In a tweet, the Metropolitan police said it had deployed protest removal teams to unstick protesters from the road in Parliament Square, and on Horseguards, where a smaller group had staged a blockade at the rear entrance to Truss’s residence in Downing Street.

Earlier, the Met commissioner, Sir Mark Rowley, told the London assembly’s police and crime committee that 200 officers a day were being deployed to the protests – but that they did not yet reach the threshold of “major disruption” required to halt them altogether.

He said officers contact Transport for London, local councils and the emergency services several times a day to check the level of disruption caused.

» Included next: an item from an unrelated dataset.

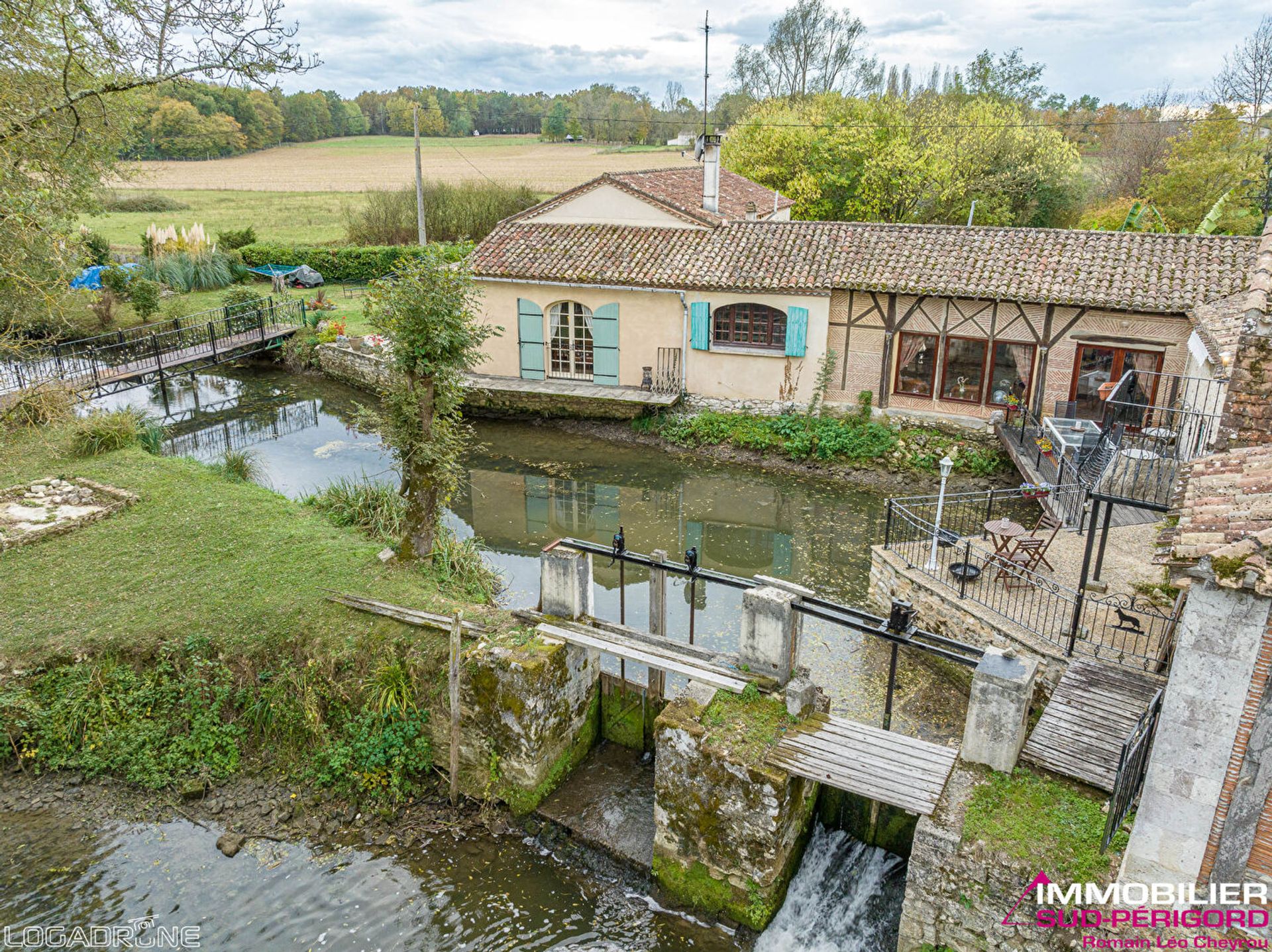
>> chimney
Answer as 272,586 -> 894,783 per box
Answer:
694,135 -> 720,214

But, he added: “Over the last 11 days, all of those partners have been of a view that it doesn’t cause serious disruption. As soon as we have evidence of that serious disruption either being crossed as a line, or a good prospect of it being crossed, we’ll start being more assertive with our powers.”

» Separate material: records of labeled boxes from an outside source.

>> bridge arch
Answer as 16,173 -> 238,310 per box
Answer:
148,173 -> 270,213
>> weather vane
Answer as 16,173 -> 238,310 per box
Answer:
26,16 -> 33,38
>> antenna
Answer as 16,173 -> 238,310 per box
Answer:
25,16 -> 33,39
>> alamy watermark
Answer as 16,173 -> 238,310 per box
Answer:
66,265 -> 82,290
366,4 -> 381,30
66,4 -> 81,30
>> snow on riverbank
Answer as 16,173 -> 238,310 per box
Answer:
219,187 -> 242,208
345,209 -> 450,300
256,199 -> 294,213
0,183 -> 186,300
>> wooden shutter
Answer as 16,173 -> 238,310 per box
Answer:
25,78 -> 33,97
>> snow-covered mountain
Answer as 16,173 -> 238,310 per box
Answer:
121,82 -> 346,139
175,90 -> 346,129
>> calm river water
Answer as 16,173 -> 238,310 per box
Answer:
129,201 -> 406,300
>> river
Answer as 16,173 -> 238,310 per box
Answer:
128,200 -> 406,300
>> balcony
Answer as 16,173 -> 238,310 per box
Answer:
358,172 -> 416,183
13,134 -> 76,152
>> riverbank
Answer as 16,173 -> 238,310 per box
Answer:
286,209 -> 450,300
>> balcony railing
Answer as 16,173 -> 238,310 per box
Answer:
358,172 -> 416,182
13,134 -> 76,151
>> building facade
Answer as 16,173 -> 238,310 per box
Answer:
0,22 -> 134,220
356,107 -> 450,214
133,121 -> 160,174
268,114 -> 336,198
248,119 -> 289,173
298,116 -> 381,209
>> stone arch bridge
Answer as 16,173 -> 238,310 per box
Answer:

Rowley said there have so far been 338 arrests, mainly supporters of Just Stop Oil, but also a few of Animal Rebellion.

“This has been a really difficult operation over the 11 days so far. And it annoys me how much it’s taking away from policing local communities,” he said.

“In 11 days we have put 2,156 officer days into doing this, so that’s a couple of hundred per day roughly.

“That’s an enormous amount of policing resources that aren’t tackling issues that matter to local communities, aren’t dealing with knife crime, aren’t dealing with violence against women and girls.”